Posted on behalf of Michele Catanzaro.
Omid Kokabee, a physics student accused of spying by Iran, has spent one year in Evin jail in Tehran without being judged. In a hearing on 31 January the trial was postponed for at least another four months, according to sources in Tehran. The trial has already been postponed twice before, in July and October.
Kokabee complains in an open letter published by the opposition magazine Khaleme that authorities are trying to obtain his “collaboration” through threats to him and his family.
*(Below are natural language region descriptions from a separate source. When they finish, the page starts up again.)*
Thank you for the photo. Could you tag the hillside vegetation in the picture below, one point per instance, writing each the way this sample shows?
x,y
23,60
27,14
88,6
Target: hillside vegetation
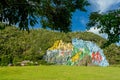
x,y
16,45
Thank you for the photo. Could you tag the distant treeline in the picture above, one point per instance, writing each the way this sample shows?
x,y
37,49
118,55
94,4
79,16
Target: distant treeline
x,y
17,46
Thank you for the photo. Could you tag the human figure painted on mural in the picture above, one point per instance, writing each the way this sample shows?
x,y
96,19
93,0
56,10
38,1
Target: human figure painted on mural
x,y
96,57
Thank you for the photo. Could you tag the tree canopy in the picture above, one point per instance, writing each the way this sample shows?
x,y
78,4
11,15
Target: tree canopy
x,y
54,14
109,23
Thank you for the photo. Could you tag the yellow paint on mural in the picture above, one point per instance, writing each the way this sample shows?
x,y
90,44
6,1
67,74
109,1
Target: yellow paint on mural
x,y
59,44
76,57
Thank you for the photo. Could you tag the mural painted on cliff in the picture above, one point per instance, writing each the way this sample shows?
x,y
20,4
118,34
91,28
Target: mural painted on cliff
x,y
79,52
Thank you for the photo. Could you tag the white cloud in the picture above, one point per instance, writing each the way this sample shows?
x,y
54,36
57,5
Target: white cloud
x,y
103,5
96,31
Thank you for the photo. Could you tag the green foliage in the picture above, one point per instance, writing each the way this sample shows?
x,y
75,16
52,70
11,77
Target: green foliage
x,y
59,73
109,23
55,14
17,46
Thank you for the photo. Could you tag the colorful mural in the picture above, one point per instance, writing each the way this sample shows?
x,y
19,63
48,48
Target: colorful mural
x,y
75,53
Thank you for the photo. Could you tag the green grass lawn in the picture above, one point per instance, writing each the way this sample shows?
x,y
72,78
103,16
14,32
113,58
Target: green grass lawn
x,y
59,73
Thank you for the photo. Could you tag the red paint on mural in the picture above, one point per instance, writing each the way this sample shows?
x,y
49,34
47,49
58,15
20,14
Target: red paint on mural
x,y
96,57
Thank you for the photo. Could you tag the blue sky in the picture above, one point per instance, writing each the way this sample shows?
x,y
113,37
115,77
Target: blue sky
x,y
80,19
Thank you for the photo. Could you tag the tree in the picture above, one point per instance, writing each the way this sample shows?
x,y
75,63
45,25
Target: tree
x,y
21,12
54,14
109,23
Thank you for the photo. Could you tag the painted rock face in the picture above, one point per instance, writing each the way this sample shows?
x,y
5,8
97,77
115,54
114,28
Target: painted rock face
x,y
79,52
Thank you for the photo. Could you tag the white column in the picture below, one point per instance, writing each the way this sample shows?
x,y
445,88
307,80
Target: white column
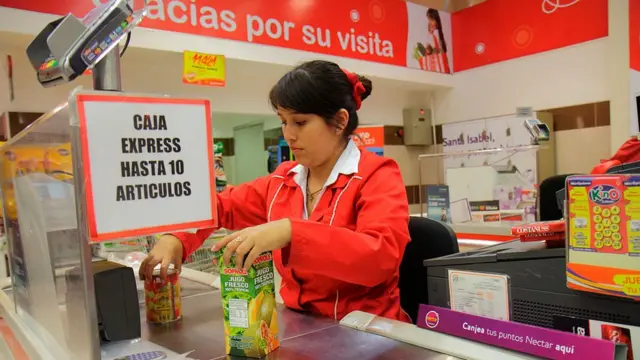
x,y
618,53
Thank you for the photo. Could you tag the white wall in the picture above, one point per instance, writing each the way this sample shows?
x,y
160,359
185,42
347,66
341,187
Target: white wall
x,y
570,76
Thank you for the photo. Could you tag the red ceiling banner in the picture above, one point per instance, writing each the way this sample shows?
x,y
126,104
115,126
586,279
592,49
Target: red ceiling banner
x,y
499,30
634,34
385,31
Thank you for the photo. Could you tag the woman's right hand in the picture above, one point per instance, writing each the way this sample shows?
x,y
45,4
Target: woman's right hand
x,y
168,250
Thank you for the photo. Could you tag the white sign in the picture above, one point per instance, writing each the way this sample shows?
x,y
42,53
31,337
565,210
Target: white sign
x,y
480,294
148,165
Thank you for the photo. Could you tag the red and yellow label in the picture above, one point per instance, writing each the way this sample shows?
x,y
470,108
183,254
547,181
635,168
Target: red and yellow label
x,y
203,69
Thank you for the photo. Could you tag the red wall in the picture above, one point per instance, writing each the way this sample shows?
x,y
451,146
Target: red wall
x,y
499,30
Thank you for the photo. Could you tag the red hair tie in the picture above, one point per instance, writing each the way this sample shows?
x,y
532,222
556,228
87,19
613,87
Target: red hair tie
x,y
358,88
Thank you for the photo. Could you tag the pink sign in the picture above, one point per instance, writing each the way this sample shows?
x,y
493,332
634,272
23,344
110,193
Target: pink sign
x,y
545,343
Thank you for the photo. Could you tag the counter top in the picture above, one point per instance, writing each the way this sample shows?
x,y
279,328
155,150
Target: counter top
x,y
302,336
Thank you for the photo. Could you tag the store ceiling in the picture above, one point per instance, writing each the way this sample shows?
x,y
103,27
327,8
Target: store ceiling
x,y
449,6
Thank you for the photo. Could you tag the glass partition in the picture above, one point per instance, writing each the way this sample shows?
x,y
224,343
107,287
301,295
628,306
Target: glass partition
x,y
483,187
52,295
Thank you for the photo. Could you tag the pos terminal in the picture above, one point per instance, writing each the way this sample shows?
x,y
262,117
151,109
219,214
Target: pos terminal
x,y
69,46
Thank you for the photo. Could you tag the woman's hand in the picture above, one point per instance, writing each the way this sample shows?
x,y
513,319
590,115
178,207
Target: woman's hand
x,y
168,250
249,243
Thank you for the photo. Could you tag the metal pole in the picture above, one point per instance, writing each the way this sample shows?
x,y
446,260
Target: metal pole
x,y
106,76
106,73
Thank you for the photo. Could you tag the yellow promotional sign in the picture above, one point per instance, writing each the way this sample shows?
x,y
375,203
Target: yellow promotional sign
x,y
203,69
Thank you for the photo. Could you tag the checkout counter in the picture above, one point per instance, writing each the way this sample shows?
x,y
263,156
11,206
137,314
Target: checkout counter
x,y
199,335
63,304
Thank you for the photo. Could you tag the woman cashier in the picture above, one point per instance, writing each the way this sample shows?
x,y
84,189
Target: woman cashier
x,y
336,219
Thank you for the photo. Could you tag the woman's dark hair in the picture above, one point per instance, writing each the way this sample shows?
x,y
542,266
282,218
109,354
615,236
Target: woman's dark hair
x,y
434,15
319,87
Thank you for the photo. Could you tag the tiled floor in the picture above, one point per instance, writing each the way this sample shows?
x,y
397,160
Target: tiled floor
x,y
9,344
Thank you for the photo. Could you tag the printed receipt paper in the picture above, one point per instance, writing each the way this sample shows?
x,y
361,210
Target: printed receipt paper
x,y
481,294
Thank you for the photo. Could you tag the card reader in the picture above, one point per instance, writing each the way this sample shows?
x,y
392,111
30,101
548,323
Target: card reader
x,y
538,130
69,46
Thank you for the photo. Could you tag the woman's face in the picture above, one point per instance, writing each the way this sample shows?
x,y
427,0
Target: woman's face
x,y
312,141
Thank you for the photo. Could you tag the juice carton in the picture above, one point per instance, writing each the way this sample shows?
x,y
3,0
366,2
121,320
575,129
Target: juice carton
x,y
249,305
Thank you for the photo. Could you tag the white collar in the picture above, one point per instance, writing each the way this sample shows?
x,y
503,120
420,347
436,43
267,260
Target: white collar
x,y
347,164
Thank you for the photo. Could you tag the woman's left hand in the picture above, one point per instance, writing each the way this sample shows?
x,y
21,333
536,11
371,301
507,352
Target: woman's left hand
x,y
250,243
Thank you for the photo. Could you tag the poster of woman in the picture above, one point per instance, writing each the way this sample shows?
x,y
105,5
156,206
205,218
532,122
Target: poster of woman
x,y
429,39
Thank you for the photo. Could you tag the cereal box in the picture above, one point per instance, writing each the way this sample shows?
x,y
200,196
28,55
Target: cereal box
x,y
603,242
249,305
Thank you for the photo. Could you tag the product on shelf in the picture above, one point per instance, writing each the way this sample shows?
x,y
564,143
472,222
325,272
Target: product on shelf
x,y
162,297
604,234
18,160
249,306
57,162
604,215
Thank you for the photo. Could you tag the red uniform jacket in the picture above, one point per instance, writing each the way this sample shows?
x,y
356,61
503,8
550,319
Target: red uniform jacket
x,y
627,153
347,255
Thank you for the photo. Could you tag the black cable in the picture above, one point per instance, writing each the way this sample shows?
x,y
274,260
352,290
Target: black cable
x,y
126,44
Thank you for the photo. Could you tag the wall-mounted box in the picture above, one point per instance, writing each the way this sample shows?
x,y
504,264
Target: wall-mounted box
x,y
418,126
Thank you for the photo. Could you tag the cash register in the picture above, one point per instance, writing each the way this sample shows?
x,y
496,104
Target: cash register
x,y
538,285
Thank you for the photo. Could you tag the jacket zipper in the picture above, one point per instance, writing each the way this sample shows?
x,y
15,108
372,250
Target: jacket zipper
x,y
335,306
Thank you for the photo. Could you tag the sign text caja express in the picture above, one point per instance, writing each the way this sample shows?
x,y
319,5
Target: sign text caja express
x,y
142,157
151,124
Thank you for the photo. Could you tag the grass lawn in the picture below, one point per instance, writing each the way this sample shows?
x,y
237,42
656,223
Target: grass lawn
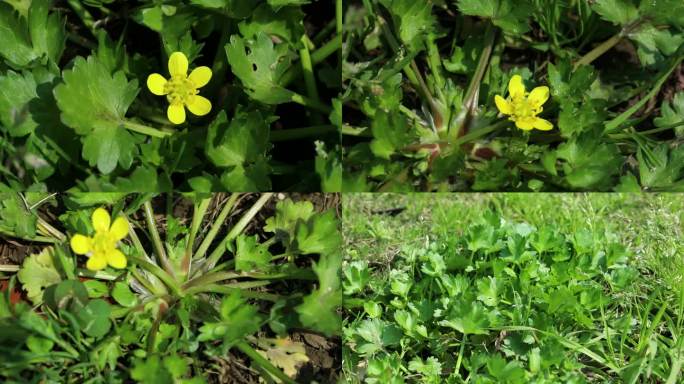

According to this document, Iranian authorities are seeking scientific cooperation: “My only mistake has been to study and seek expertise in a field that has turned out to be needed,” the document states.
Kokabee, a 29-year-old Iranian graduate student in laser physics at the University of Texas, Austin, was arrested by Iranian intelligence at Tehran’s airport in February 2011, and accused of “collaboration with a hostile government” and “illegal earnings”. In an earlier open letter, published by Kaleme in July, he proclaimed his innocence, and the American Physical Society, along with four international optics organizations, asked for a fair trial for him.
The Committee of Concerned Scientists, which started a petition demanding a fair trial, will discuss Kokabee’s case at its Annual Board Meeting on 19 February “with two distinguished guests from Iran”, says Eugene Chudnovsky, the organization’s co-chairman. “At that time decisions will be made on how to address Omid’s case in the most effective way.”